Anesthesiology and Critical Care Department, CHU Bordeaux, 33000, Bordeaux, France.
Anesthesiology and Critical Care Department, CHU Bordeaux, 33000, Bordeaux, France.
Int J Antimicrob Agents. 2018 Mar;51(3):443-449. doi: 10.1016/j.ijantimicag.2017.11.013. Epub 2017 Nov 24.
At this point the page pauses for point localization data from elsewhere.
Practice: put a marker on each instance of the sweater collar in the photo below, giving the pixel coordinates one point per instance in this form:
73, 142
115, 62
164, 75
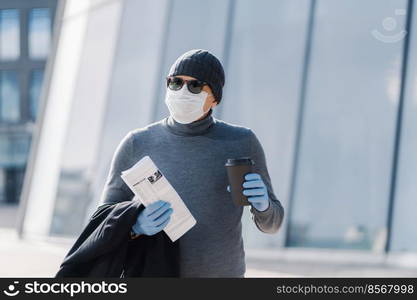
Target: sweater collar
194, 128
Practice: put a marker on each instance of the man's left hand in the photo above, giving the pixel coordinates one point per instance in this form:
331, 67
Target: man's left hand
256, 190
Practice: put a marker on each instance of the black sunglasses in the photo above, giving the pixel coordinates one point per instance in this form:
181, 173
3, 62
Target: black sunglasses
195, 86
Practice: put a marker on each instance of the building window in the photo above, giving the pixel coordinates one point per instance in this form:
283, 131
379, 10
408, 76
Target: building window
9, 97
36, 79
9, 34
39, 33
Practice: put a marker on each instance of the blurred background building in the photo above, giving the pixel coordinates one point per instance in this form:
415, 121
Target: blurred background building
329, 87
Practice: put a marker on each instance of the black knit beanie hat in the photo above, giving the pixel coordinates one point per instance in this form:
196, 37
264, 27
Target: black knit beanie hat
202, 65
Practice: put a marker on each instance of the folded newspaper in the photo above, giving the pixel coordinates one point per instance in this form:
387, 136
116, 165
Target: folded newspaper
149, 185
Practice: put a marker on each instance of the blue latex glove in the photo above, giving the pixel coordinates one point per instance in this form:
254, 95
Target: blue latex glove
256, 190
153, 218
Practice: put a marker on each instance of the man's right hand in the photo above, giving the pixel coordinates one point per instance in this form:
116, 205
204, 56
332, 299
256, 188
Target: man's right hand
153, 218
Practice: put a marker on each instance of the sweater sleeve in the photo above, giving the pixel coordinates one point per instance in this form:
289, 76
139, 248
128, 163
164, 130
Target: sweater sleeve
115, 189
270, 220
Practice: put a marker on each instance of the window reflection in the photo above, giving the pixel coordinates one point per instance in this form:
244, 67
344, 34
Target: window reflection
39, 33
34, 92
9, 96
9, 34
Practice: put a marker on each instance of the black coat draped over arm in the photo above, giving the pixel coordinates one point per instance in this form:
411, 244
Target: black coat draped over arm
105, 249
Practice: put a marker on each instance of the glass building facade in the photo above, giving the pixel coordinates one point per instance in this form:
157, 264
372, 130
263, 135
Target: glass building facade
328, 86
25, 35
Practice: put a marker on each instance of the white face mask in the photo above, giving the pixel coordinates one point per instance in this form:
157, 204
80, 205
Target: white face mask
184, 106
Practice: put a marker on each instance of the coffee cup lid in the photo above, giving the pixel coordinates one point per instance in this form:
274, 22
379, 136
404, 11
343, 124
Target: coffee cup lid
239, 161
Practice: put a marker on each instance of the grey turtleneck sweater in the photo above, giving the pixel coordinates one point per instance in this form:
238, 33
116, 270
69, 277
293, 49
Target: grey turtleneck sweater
192, 158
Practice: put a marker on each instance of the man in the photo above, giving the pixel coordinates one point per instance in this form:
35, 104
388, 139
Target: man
191, 147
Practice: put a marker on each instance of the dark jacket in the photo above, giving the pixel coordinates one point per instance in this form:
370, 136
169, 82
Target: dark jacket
105, 249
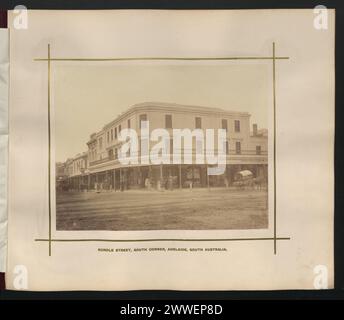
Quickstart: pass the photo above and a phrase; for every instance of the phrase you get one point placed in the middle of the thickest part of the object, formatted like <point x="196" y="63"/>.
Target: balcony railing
<point x="193" y="153"/>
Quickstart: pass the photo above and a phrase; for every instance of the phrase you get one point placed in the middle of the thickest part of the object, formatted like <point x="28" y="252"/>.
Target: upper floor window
<point x="198" y="122"/>
<point x="168" y="121"/>
<point x="238" y="147"/>
<point x="237" y="125"/>
<point x="143" y="117"/>
<point x="258" y="149"/>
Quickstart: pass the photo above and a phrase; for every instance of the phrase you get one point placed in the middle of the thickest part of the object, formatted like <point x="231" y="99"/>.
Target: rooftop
<point x="175" y="107"/>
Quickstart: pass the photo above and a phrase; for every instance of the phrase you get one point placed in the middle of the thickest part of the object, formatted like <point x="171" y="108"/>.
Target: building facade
<point x="99" y="167"/>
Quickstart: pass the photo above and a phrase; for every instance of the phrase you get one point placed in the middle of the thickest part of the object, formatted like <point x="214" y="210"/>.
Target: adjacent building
<point x="100" y="168"/>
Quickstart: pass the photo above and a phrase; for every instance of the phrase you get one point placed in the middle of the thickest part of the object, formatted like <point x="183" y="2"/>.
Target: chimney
<point x="255" y="129"/>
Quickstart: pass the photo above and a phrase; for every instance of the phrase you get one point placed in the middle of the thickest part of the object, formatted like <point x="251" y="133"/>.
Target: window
<point x="168" y="121"/>
<point x="143" y="117"/>
<point x="238" y="147"/>
<point x="258" y="149"/>
<point x="198" y="122"/>
<point x="236" y="125"/>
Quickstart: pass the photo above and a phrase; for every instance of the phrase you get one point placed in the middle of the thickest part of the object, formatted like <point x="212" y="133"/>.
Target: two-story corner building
<point x="78" y="172"/>
<point x="244" y="149"/>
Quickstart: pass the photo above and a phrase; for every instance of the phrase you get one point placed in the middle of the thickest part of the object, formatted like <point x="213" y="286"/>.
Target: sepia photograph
<point x="159" y="147"/>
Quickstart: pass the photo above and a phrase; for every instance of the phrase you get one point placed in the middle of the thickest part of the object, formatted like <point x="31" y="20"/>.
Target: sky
<point x="86" y="97"/>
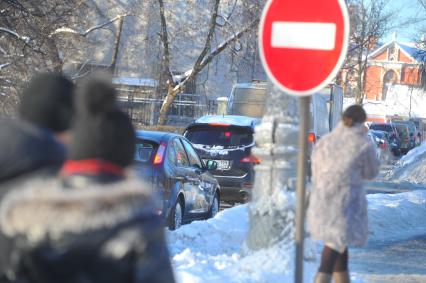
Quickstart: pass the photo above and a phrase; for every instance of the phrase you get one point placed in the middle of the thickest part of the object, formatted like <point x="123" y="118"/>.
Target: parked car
<point x="412" y="129"/>
<point x="171" y="166"/>
<point x="404" y="137"/>
<point x="372" y="139"/>
<point x="228" y="140"/>
<point x="382" y="141"/>
<point x="395" y="142"/>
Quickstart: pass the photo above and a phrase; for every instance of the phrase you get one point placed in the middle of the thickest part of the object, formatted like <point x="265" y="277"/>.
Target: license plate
<point x="221" y="164"/>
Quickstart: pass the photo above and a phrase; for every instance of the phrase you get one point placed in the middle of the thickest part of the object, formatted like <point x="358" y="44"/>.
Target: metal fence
<point x="185" y="109"/>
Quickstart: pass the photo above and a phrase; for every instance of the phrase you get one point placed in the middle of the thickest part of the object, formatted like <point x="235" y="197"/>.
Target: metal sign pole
<point x="302" y="163"/>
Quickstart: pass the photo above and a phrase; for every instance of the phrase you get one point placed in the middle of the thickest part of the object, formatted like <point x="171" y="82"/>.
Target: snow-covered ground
<point x="211" y="251"/>
<point x="411" y="168"/>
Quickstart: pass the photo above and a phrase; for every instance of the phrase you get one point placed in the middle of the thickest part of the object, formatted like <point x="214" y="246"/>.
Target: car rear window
<point x="221" y="136"/>
<point x="144" y="151"/>
<point x="378" y="127"/>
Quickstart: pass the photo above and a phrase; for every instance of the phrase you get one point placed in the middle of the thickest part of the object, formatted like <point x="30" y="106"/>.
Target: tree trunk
<point x="271" y="212"/>
<point x="113" y="66"/>
<point x="171" y="94"/>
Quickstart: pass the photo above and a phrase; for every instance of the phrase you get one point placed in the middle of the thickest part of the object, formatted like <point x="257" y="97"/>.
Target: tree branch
<point x="212" y="27"/>
<point x="25" y="39"/>
<point x="2" y="66"/>
<point x="165" y="40"/>
<point x="87" y="31"/>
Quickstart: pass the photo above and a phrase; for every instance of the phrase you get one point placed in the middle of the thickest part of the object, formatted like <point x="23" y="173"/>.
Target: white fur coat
<point x="337" y="210"/>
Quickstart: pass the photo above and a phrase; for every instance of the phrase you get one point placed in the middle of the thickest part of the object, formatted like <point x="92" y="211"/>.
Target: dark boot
<point x="322" y="277"/>
<point x="341" y="277"/>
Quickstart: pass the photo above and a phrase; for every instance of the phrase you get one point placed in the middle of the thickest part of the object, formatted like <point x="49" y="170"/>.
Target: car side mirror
<point x="211" y="165"/>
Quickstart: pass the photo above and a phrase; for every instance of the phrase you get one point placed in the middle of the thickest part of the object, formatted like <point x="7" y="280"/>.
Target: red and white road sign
<point x="303" y="43"/>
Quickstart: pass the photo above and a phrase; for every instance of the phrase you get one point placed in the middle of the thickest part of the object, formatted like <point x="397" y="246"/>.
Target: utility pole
<point x="271" y="211"/>
<point x="117" y="47"/>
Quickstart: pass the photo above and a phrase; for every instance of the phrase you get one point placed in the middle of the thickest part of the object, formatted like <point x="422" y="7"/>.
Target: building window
<point x="393" y="53"/>
<point x="389" y="79"/>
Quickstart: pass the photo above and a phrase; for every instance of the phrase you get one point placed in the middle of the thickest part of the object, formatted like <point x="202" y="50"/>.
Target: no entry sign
<point x="303" y="43"/>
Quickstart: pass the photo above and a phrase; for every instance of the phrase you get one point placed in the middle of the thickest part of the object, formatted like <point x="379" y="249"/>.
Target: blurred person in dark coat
<point x="33" y="144"/>
<point x="95" y="223"/>
<point x="35" y="141"/>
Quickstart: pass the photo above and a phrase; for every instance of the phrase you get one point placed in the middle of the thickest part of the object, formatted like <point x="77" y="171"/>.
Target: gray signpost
<point x="302" y="51"/>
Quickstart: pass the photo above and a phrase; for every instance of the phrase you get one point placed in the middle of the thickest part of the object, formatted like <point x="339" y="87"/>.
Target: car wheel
<point x="214" y="209"/>
<point x="176" y="216"/>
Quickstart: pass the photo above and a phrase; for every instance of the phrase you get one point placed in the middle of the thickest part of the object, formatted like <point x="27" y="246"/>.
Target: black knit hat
<point x="100" y="129"/>
<point x="48" y="102"/>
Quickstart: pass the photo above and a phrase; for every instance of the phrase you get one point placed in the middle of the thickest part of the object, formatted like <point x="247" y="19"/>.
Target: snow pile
<point x="411" y="168"/>
<point x="210" y="251"/>
<point x="397" y="216"/>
This study assessed whether augmented renal clearance (ARC) impacts negatively on antibiotic concentrations and clinical outcomes in patients treated by high-dose β-lactams administered continuously. Over a 9-month period, all critically ill patients without renal impairment treated by one of the monitored β-lactams for a documented infection were eligible. During the first 3 days of antibiotic therapy, every patient underwent 24-h CL measurements and therapeutic drug monitoring. The main outcome was the rate of β-lactam underdosing, defined as a free drug concentration <4 × MIC of the known pathogen. Secondary outcomes were rates of subexposure for β-lactams and therapeutic failure. The performance of CL in predicting underdosing was assessed by a ROC curve, and multivariable logistic regression was performed to determine risk factors for subexposure and therapeutic failure. A total of 79 patients were included and 235 samples were analysed. The rate of underdosing was 12%, with a significant association with CL (P <0.0001). A threshold of CL ≥ 170 mL/min had a sensitivity and specificity of 0.93 (95% CI 0.77-0.99) and 0.65 (95% CI 0.58-0.71) for predicting β-lactam underdosing. Mean CL values ≥170 mL/min were significantly associated with subexposure [OR = 10.1 (2.4-41.6); P = 0.001]. Patients with subexposure presented higher rates of therapeutic failure [OR = 6.3 (1.2-33.2); P = 0.03]. Mean CL values ≥170 mL/min remain a risk factor for subexposure to β-lactams despite high doses of β-lactams administered continuously. β-Lactam subexposure was associated with higher rates of therapeutic failure in septic critically ill patients.
这项研究评估了增强的肾清除率(ARC)是否会对接受高剂量连续β-内酰胺类药物治疗的患者的抗生素浓度和临床结局产生负面影响。在 9 个月的时间内,所有无肾功能损害且接受监测的β-内酰胺类药物治疗的确诊感染患者均符合条件。在抗生素治疗的前 3 天,每位患者均进行了 24 小时 CL 测量和治疗药物监测。主要结局是β-内酰胺类药物剂量不足的发生率,定义为游离药物浓度<已知病原体 MIC 的 4 倍。次要结局是β-内酰胺类药物亚暴露率和治疗失败率。通过 ROC 曲线评估 CL 预测剂量不足的性能,并进行多变量逻辑回归以确定亚暴露和治疗失败的危险因素。共纳入 79 例患者,分析了 235 个样本。剂量不足的发生率为 12%,与 CL 显著相关(P<0.0001)。CL≥170mL/min 的阈值对预测β-内酰胺类药物剂量不足的灵敏度和特异性分别为 0.93(95%CI 0.77-0.99)和 0.65(95%CI 0.58-0.71)。CL 值平均值≥170mL/min 与亚暴露显著相关[OR=10.1(2.4-41.6);P=0.001]。亚暴露患者的治疗失败率更高[OR=6.3(1.2-33.2);P=0.03]。尽管连续给予高剂量的β-内酰胺类药物,但 CL 值平均值≥170mL/min 仍然是β-内酰胺类药物亚暴露的危险因素。β-内酰胺类药物亚暴露与脓毒症危重症患者的治疗失败率升高相关。